Chiavi dinamometriche per la manutenzione della motocicletta: non trascurare questi punti critici
Le motociclette fanno affidamento su una coppia precisa per gestire le vibrazioni e garantire la sicurezza, eppure molti motociclisti evitano di usare una chiave dinamometrica, con il rischio di danneggiare componenti o addirittura causare incidenti. Una chiave dinamometrica da 1/4" o 3/8" (intervallo: 2–80 ft-lbs) è adatta per la maggior parte delle operazioni motociclistiche, ma sapere quali elementi di fissaggio necessitano di attenzione è fondamentale.

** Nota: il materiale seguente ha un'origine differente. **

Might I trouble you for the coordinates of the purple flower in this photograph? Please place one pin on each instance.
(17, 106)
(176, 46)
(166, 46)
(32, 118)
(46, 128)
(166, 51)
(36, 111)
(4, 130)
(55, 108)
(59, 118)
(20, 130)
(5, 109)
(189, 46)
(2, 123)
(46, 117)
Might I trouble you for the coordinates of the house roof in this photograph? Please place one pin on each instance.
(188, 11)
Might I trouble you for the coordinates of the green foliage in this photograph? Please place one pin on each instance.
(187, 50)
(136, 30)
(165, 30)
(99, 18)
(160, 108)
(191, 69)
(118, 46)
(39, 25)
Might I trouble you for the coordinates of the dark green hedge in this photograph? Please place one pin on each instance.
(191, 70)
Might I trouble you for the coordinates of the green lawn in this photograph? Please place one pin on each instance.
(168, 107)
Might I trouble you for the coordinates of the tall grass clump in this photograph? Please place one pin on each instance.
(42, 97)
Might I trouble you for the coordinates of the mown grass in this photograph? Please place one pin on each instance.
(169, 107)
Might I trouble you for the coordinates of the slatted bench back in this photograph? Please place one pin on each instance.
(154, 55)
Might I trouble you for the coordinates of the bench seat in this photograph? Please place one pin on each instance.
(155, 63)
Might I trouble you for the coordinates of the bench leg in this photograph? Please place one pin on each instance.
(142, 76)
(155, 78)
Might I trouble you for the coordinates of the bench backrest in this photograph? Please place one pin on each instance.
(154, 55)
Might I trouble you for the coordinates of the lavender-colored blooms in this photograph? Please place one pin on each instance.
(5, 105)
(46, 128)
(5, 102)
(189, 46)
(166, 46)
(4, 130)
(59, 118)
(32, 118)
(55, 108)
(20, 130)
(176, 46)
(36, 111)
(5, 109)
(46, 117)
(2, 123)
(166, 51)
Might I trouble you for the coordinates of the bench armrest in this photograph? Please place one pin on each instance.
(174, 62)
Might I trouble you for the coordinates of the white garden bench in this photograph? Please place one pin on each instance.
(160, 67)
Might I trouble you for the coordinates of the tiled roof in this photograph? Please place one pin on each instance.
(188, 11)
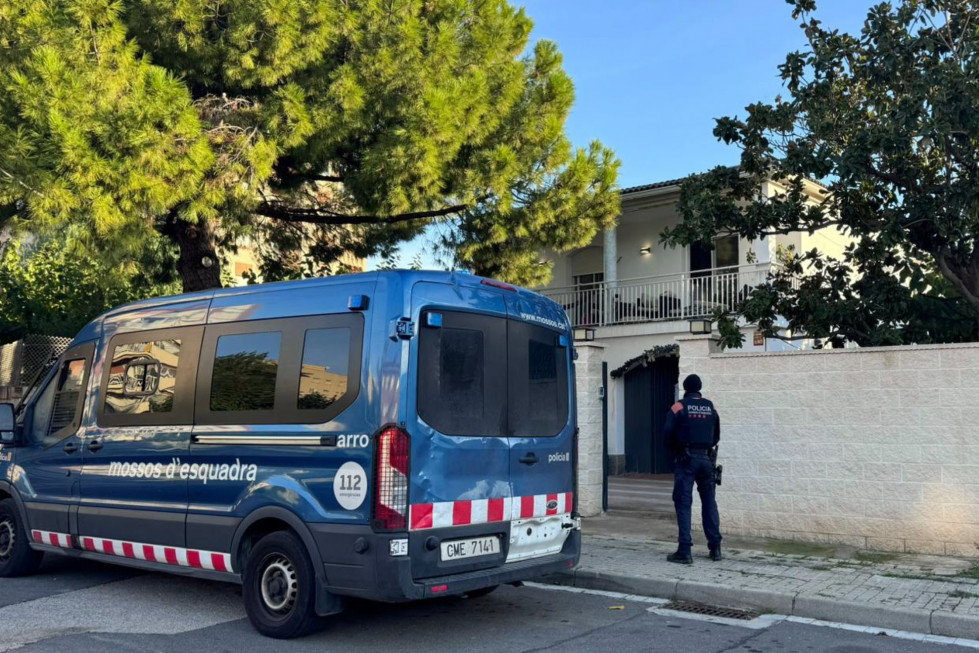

Concentratevi sulle aree soggette a forte stress: i morsetti del manubrio (15–25 ft-lbs) prevengono le oscillazioni ad alta velocità; i bulloni del carter motore (8–12 ft-lbs) impediscono le perdite d'olio; e i dadi dell'asse posteriore (50–80 ft-lbs) mantengono la ruota saldamente in posizione. Per le parti in fibra di carbonio (come i sedili aftermarket), attenetevi ai valori minimi di coppia per evitare rotture.
Consiglio: dopo aver serrato, percorrete 16 km, quindi ricontrollate. Le vibrazioni possono inizialmente allentare i dispositivi di fissaggio. Utilizzate sempre una chiave dinamometrica con punte esagonali per bulloni specifici per moto: le chiavi a bussola spesso scivolano sulle teste piccole.